Après avoir été éloigné des terrains en raison d’une blessure au mollet, Pieter DE VILLIERS sera titulaire face au Pays de Galles. Le pilier tricolore revient sur ce contretemps et sur le forfait de son compère Sylvain Marconnet.
Comment abordez vous ce retour à la compétition, avec la Coupe du monde en ligne de mire ? 

Pieter DE VILLIERS : Nous avons passé une très belle période de préparation, très intense et très dure et j’avais vraiment envie de retrouver le terrain pour terminer cette phase de préparation de Coupe du monde. Les deux victoires contre l'Angleterre permettent de travailler sereinement, d'avoir une bonne ambiance dans le groupe. Même si le résultat n'était pas forcément important, la manière était importante et ça nous a aidé. Ce troisième match sera aussi important, et j'ai envie d'y participer. J'ai envie de retrouver les automatismes de match. Cette Coupe du monde sera la dernière pour moi, donc j'ai envie d'être bien, de tout donner à cette équipe.

Quand vous avez ressenti cette douleur avez-vous eu peur de revivre le cauchemar de 2003 ?

Pieter DE VILLIERS : Ca fait toujours peur parce que j’étais déjà passé par une blessure au mollet il y a très peu de temps. J’ai déjà raté une Coupe du monde sur blessure et c’est vrai que c’est angoissant pour un sportif lorsqu’on arrive près de la compétition. Maintenant, je m’accroche, je n’en suis pas là et je pourrai jouer dès dimanche face au Pays de galles, c’est le meilleur moyen pour oublier.

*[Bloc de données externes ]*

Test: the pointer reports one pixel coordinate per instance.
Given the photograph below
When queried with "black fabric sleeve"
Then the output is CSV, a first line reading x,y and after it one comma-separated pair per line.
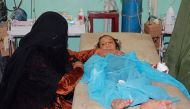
x,y
38,85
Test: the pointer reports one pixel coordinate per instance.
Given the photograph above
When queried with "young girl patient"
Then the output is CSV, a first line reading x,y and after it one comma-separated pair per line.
x,y
110,43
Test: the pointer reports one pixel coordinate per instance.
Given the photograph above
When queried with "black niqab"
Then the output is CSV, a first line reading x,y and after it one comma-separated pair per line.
x,y
49,34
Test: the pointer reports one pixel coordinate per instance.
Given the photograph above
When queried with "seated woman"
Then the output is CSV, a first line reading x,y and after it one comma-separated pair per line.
x,y
40,73
104,85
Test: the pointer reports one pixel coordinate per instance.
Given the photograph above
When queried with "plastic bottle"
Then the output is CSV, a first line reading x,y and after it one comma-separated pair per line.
x,y
81,16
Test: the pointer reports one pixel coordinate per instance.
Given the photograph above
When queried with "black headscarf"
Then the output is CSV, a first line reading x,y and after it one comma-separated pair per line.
x,y
49,34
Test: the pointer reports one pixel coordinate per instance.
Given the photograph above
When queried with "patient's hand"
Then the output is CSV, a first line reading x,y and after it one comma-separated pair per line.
x,y
155,104
120,103
104,52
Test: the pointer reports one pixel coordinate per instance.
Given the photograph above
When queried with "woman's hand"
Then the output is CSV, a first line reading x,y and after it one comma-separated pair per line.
x,y
104,52
120,103
155,104
77,64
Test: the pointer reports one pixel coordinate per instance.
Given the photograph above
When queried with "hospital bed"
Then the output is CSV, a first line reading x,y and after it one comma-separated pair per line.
x,y
144,47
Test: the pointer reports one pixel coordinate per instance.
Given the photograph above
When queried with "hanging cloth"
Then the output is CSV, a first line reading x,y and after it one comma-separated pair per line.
x,y
178,52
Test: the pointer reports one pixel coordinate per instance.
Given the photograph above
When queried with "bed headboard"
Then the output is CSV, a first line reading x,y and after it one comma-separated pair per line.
x,y
142,44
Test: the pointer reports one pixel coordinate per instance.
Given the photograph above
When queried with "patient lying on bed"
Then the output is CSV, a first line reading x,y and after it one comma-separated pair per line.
x,y
127,78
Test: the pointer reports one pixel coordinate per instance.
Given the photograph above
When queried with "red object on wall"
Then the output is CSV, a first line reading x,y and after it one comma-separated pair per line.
x,y
114,16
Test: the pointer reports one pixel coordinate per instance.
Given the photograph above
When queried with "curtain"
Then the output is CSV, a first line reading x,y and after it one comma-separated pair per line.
x,y
178,52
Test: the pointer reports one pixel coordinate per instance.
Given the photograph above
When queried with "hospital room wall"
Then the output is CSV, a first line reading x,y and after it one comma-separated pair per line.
x,y
72,7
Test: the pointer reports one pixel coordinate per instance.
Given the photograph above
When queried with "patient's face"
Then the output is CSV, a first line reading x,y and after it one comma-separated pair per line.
x,y
107,42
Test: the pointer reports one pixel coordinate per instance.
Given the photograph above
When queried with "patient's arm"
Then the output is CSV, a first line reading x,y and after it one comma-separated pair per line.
x,y
151,104
84,55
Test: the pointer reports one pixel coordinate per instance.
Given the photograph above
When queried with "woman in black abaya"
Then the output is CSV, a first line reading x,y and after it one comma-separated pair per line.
x,y
32,74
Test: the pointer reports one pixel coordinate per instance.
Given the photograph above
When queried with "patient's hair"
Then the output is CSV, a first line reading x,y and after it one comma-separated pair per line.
x,y
117,42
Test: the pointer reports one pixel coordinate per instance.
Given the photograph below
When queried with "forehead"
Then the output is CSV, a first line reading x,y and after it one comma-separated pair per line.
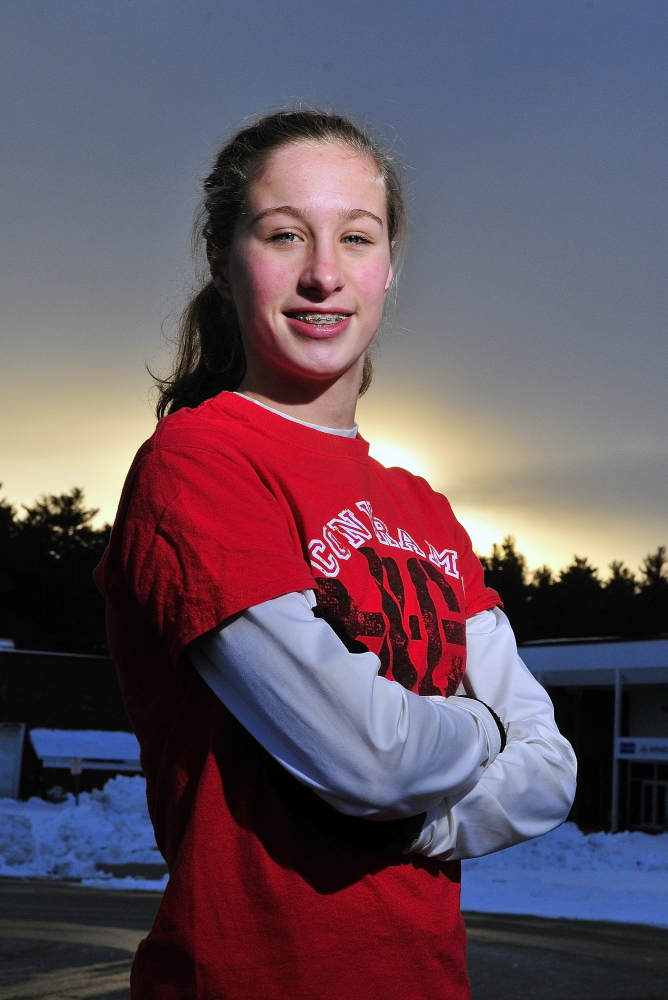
x,y
311,174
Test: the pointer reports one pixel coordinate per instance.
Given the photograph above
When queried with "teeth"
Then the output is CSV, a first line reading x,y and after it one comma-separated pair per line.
x,y
320,319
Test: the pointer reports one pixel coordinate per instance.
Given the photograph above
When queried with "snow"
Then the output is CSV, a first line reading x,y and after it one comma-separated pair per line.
x,y
599,876
91,744
41,839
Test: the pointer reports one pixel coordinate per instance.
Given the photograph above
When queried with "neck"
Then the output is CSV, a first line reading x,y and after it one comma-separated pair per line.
x,y
328,405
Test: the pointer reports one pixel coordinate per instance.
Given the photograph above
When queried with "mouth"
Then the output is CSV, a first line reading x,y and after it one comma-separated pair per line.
x,y
318,318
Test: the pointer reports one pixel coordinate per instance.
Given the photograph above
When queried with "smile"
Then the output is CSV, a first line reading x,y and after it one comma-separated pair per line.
x,y
319,319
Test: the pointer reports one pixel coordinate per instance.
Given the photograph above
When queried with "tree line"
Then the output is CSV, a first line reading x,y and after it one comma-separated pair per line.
x,y
576,602
48,600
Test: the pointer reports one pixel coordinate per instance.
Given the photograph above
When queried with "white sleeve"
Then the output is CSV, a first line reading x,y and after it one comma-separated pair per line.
x,y
364,743
528,790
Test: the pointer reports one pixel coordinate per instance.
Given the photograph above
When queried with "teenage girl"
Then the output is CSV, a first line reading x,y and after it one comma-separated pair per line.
x,y
292,622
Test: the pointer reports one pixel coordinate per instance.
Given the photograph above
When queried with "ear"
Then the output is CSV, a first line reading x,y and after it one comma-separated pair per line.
x,y
391,272
218,269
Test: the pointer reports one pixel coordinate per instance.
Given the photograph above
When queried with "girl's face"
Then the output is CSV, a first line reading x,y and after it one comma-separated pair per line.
x,y
309,265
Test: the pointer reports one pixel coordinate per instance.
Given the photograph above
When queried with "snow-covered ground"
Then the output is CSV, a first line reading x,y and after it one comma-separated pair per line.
x,y
622,877
46,840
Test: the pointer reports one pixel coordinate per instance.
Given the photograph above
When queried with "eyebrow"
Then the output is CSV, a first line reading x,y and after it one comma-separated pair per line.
x,y
350,215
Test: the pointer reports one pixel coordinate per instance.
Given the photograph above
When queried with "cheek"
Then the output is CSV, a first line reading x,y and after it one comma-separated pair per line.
x,y
371,283
265,281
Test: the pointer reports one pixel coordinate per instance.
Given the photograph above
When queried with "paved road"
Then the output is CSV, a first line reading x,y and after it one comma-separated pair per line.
x,y
63,942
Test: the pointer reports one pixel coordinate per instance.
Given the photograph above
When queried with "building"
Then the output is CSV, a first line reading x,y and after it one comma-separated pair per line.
x,y
56,691
611,701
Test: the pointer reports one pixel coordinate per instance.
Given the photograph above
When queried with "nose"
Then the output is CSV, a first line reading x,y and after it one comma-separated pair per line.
x,y
322,274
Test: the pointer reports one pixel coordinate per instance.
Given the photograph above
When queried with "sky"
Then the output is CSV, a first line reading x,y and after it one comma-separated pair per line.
x,y
524,369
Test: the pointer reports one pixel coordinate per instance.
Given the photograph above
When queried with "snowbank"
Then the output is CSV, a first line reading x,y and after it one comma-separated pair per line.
x,y
622,877
599,876
45,840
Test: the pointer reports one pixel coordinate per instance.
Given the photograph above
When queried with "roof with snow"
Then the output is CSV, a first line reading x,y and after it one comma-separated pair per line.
x,y
95,748
594,662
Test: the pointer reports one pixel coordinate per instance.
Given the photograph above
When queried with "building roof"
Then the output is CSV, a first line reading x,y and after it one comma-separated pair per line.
x,y
594,661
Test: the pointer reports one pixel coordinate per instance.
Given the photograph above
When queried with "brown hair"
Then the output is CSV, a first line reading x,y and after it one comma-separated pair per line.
x,y
210,355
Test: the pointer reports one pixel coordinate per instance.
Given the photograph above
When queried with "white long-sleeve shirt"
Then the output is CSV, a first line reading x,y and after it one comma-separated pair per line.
x,y
372,749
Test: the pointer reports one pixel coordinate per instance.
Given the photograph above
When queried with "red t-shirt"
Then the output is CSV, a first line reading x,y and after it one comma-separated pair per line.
x,y
226,506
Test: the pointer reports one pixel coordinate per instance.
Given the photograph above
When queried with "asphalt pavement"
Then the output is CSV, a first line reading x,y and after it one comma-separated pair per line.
x,y
63,942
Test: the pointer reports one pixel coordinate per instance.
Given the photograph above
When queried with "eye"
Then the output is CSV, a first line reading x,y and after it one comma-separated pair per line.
x,y
356,239
286,237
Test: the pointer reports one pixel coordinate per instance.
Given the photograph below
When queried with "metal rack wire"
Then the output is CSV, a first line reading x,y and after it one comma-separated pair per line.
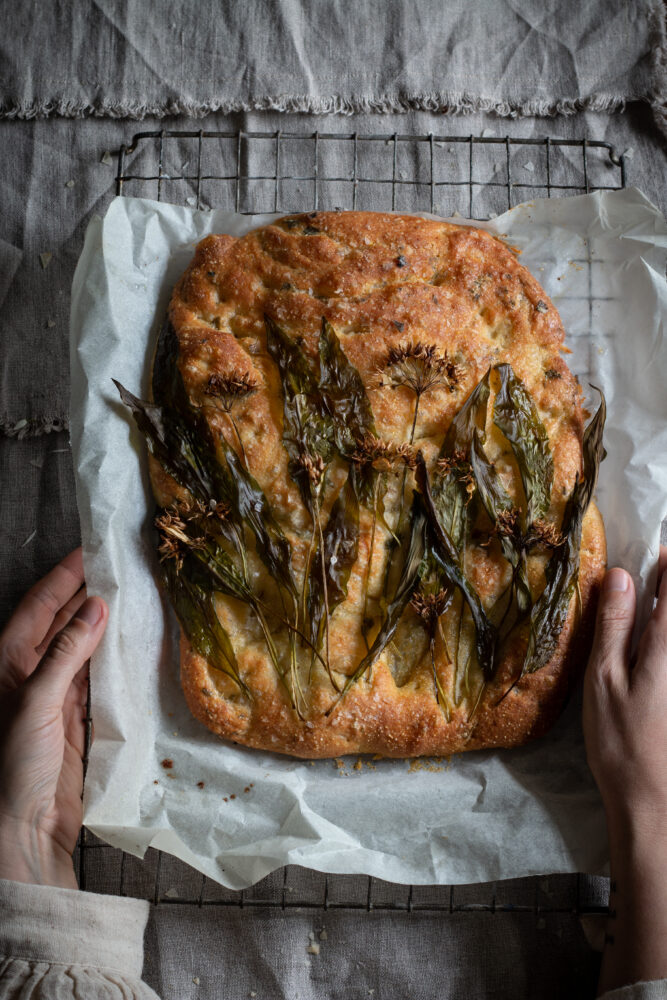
x,y
252,172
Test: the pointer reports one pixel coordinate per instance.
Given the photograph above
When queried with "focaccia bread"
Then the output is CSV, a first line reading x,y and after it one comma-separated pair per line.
x,y
374,489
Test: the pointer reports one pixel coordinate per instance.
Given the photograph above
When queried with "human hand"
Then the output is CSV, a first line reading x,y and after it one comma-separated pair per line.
x,y
625,726
625,706
44,650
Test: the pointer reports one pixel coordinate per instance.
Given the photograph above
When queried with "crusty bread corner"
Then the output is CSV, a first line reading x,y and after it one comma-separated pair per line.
x,y
462,290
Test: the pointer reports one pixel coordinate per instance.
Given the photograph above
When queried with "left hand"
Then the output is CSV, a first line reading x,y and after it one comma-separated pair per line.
x,y
44,650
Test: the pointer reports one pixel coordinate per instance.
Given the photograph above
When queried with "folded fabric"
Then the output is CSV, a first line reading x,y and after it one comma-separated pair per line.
x,y
122,58
59,943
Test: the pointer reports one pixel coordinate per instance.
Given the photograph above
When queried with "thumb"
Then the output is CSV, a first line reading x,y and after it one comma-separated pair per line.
x,y
610,655
69,650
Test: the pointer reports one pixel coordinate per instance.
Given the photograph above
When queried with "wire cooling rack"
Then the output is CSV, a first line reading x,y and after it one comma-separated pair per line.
x,y
254,172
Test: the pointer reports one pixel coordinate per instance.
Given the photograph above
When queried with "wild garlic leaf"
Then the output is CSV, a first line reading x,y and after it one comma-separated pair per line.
x,y
194,606
308,432
341,546
343,393
450,488
411,558
447,555
550,611
249,500
515,414
497,502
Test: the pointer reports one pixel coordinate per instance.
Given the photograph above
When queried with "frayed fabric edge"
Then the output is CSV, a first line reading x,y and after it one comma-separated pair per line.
x,y
443,103
20,429
658,16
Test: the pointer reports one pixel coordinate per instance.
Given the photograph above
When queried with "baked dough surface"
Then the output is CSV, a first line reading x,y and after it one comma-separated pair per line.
x,y
381,281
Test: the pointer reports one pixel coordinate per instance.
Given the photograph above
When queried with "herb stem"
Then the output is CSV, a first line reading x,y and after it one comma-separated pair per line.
x,y
244,457
364,628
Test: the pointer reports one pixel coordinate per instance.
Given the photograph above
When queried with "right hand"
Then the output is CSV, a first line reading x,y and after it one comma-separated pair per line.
x,y
625,706
625,726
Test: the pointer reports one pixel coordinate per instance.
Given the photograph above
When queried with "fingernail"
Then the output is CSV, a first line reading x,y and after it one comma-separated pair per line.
x,y
90,612
615,580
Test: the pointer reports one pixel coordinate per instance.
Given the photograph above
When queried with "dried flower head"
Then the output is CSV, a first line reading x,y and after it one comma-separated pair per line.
x,y
172,526
382,455
429,607
458,465
314,466
508,522
544,534
230,387
420,367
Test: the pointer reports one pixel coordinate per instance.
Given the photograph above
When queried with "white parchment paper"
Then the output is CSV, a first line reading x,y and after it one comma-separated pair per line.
x,y
237,814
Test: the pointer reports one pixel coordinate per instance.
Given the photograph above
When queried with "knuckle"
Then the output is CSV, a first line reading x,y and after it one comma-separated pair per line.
x,y
42,594
64,645
13,657
612,615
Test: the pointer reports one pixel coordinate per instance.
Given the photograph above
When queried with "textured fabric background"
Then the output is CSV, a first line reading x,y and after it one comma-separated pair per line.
x,y
509,56
103,60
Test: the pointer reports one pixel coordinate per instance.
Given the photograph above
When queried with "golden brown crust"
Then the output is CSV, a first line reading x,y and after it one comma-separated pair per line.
x,y
381,281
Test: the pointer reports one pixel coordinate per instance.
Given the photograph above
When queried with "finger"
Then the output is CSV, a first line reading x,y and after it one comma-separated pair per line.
x,y
74,711
69,651
610,655
36,611
662,565
63,617
660,609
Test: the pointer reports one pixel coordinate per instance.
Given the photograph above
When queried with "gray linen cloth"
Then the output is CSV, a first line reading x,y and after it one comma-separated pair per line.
x,y
120,58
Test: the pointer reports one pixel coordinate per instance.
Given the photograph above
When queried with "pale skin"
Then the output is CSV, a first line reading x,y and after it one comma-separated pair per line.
x,y
44,651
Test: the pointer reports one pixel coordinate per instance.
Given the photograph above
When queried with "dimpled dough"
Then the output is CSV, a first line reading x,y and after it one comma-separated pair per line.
x,y
381,281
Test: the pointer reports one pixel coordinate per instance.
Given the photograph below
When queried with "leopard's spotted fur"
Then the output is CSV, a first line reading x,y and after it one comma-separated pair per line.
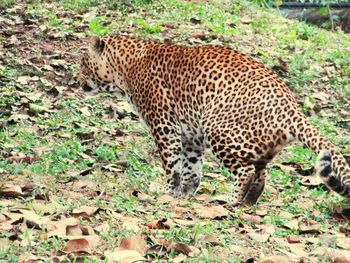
x,y
208,96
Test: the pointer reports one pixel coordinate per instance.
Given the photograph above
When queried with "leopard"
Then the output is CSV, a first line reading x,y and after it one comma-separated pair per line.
x,y
208,98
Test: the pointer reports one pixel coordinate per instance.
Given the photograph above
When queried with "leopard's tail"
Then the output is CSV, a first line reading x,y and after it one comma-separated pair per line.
x,y
331,165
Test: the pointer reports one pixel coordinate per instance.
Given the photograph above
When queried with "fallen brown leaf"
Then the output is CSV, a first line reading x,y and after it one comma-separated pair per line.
x,y
211,212
275,259
136,243
77,246
85,211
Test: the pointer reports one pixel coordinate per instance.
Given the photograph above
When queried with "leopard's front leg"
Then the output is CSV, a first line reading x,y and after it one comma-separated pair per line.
x,y
169,142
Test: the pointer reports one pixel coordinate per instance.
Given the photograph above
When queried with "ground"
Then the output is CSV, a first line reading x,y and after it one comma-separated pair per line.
x,y
79,175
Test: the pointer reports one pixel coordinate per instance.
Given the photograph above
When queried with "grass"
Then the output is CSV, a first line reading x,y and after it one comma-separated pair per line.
x,y
76,153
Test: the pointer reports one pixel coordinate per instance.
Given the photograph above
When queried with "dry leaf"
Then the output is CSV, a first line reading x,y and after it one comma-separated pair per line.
x,y
259,237
212,240
211,212
10,190
77,246
136,243
250,218
160,224
292,224
85,211
292,239
124,256
178,247
275,259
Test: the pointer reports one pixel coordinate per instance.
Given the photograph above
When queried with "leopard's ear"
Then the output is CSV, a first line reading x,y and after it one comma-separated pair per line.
x,y
97,45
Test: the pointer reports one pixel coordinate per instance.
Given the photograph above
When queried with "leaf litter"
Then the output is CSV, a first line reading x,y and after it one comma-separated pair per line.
x,y
95,209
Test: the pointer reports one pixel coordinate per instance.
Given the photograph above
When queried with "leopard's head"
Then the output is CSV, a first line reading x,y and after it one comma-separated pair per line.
x,y
96,71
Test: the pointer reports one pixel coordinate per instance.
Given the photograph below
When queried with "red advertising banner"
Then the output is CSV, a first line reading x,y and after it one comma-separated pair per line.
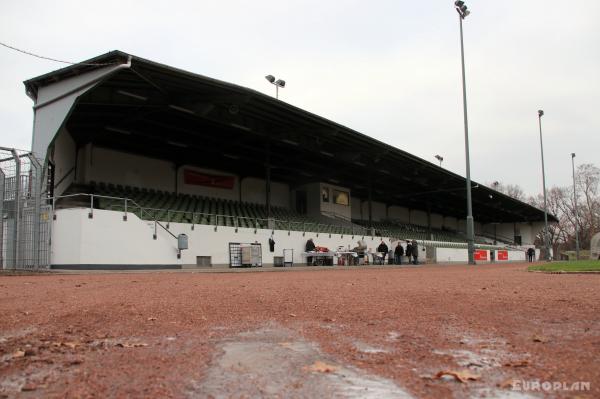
x,y
204,179
502,254
480,254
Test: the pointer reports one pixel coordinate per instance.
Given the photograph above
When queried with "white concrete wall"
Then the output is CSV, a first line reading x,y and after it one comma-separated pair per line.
x,y
528,233
64,158
451,223
443,255
107,240
104,165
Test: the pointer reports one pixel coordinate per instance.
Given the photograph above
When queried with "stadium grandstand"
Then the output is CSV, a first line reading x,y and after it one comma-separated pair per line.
x,y
141,165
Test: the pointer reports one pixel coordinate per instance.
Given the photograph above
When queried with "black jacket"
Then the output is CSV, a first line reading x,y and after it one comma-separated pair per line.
x,y
399,251
382,248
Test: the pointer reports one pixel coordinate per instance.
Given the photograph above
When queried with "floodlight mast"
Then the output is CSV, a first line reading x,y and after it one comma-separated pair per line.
x,y
546,236
575,208
463,12
277,83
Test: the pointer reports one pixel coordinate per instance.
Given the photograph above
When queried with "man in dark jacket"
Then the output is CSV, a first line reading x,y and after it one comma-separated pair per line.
x,y
398,253
415,252
383,249
530,254
310,247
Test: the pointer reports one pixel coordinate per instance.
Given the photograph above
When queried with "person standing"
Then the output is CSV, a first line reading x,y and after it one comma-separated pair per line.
x,y
415,252
310,247
398,253
383,249
530,254
408,251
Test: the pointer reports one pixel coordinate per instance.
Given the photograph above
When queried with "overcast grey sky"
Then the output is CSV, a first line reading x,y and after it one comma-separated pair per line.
x,y
389,69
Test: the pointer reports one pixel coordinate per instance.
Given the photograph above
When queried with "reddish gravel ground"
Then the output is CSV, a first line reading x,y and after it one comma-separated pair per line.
x,y
156,334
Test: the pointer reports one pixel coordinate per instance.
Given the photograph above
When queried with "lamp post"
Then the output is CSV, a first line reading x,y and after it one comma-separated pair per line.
x,y
546,238
575,208
278,83
463,12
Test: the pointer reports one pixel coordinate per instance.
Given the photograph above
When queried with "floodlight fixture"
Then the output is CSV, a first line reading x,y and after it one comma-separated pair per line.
x,y
277,83
462,9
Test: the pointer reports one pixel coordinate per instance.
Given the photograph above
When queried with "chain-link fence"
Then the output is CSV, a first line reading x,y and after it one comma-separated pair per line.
x,y
25,222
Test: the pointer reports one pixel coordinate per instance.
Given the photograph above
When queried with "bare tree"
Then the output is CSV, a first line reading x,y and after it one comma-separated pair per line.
x,y
587,182
561,203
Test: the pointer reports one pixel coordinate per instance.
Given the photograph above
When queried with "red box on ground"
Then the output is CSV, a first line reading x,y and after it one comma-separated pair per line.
x,y
481,254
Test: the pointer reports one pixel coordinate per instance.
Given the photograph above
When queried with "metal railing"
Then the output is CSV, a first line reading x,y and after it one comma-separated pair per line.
x,y
126,201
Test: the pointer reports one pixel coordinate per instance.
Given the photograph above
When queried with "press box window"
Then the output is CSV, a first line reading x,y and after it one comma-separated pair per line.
x,y
341,198
325,194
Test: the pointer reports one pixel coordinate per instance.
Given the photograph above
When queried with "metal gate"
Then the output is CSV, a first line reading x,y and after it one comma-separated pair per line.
x,y
25,217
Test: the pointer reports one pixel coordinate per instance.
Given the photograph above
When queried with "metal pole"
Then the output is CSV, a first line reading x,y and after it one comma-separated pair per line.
x,y
575,208
470,222
17,208
546,238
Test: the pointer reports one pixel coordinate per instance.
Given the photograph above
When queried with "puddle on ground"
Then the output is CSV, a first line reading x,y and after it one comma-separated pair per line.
x,y
275,362
366,348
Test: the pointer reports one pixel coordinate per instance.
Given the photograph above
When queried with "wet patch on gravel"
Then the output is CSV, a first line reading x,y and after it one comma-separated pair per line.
x,y
276,362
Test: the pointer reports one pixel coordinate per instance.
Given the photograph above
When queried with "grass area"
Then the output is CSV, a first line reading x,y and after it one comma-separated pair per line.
x,y
573,266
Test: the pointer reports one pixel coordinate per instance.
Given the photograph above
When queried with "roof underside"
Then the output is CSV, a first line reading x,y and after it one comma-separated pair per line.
x,y
158,111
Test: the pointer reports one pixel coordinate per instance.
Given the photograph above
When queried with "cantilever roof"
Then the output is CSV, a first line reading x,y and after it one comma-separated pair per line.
x,y
188,118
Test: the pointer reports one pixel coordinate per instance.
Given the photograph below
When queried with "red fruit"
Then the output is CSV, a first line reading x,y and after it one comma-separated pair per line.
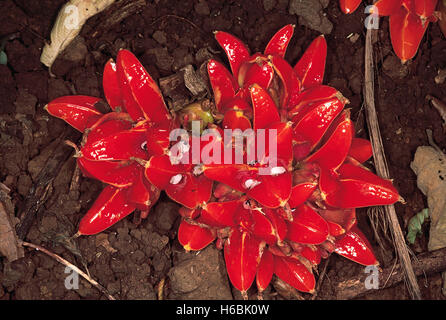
x,y
339,220
406,32
278,223
386,7
333,153
349,6
355,247
235,50
273,191
290,81
307,226
112,89
142,194
359,187
265,270
222,83
312,254
78,111
300,193
294,273
219,214
120,174
306,99
279,42
123,145
193,237
316,121
261,227
179,183
255,70
425,8
235,119
265,110
242,256
157,135
109,124
311,66
136,83
110,207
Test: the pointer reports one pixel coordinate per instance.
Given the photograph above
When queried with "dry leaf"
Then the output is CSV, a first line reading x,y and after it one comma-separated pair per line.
x,y
429,165
69,22
9,246
102,240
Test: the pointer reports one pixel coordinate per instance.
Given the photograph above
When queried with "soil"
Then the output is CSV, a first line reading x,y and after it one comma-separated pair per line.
x,y
133,257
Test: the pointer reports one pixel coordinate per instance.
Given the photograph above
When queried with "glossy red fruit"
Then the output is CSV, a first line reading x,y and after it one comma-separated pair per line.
x,y
279,42
406,32
78,111
290,80
265,270
359,187
220,214
353,246
307,226
386,7
120,174
242,256
425,8
349,6
110,207
265,110
193,237
222,82
316,121
294,273
112,88
333,153
137,84
180,184
123,145
141,193
301,192
312,254
235,50
108,124
236,119
257,70
311,66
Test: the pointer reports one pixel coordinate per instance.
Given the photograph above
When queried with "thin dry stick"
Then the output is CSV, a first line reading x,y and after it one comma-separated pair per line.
x,y
73,267
321,279
383,171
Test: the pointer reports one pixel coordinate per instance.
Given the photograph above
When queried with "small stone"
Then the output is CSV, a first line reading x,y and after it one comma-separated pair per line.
x,y
393,67
160,37
268,5
25,103
23,184
165,215
202,8
57,88
200,275
163,59
76,51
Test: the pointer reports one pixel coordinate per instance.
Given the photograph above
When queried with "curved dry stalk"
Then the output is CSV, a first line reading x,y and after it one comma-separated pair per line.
x,y
70,265
383,171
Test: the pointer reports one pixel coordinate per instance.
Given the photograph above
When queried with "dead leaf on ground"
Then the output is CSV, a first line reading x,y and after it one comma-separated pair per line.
x,y
9,246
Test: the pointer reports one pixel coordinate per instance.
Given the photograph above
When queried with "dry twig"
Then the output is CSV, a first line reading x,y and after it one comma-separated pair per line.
x,y
383,171
70,265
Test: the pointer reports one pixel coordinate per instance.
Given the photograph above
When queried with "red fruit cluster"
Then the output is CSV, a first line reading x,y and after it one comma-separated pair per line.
x,y
279,223
409,20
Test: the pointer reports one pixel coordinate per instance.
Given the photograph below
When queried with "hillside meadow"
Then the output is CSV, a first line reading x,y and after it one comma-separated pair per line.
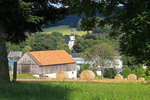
x,y
64,29
59,90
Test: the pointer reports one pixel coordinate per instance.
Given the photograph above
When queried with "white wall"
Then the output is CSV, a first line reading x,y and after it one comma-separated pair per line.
x,y
71,74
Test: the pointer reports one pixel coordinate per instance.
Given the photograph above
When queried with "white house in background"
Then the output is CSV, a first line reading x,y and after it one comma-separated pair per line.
x,y
14,54
71,40
47,63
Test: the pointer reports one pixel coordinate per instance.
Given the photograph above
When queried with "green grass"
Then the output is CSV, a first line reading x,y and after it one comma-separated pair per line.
x,y
74,91
23,76
64,29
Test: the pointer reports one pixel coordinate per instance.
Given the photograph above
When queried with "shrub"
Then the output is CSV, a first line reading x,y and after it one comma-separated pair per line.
x,y
110,72
126,71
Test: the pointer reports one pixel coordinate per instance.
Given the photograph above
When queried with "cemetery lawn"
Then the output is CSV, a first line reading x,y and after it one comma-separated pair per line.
x,y
74,91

Où en êtes-vous physiquement ?

Pieter DE VILLIERS : Je suis le protocole de reprise avec de la course, les gammes de vitesse. Je ne suis pas encore à 100% mais je ne suis vraiment pas loin en sachant que nous sommes encore en début de semaine et que le protocole n’est pas encore terminé. J’ai aussi les bénéfices de la préparation du mois de juillet. En tout cas, ce qui me rassure, c’est que je ne ressens aucune gêne au niveau de cette blessure.

Comment avez-vous vécu le forfait de Sylvain Marconnet ?

Pieter DE VILLIERS : C’est un coup très dur pour lui mais aussi pour le groupe qui a vécu sa tentative au jour le jour. Je sais que cela n’a pas été toujours facile pour lui, il a tout donné pour pouvoir retrouver le terrain. Ca ne s’est malheureusement pas fait, la blessure est vraiment le cauchemar du sportif, l’expression la plus dure et cruelle de la loi du sport. Cela va lui faire rater une Coupe du monde, surtout en France. Mais bon, Sylvain est un champion, mentalement, physiquement et je sais qu’il reviendra encore plus fort de cette épreuve pour reprendre avec le Stade français. C’est vrai que pour lui en ce moment, c’est difficile d’entendre cela mais la fatalité fait partie du sport.

Avez-vous cru à un retour sur le terrain ?

Pieter DE VILLIERS : On y croit toujours parce que sinon cela ne sert à rien de se battre pendant cinq mois. C’était clair pour tout le monde que ce serait difficile de revenir à haut niveau en quelques mois. Il y a toujours des hauts et des bas dans une reprise, des coups qui freinent. On le savait que ça se passerait comme cela mais Sylvain y a toujours cru même si il a connu des journées compliquées. Il se levait tôt pour aller travailler et se donner le maximum de possibilité jusqu’à ce qu’on lui annonce qu’il devait se faire réopérer.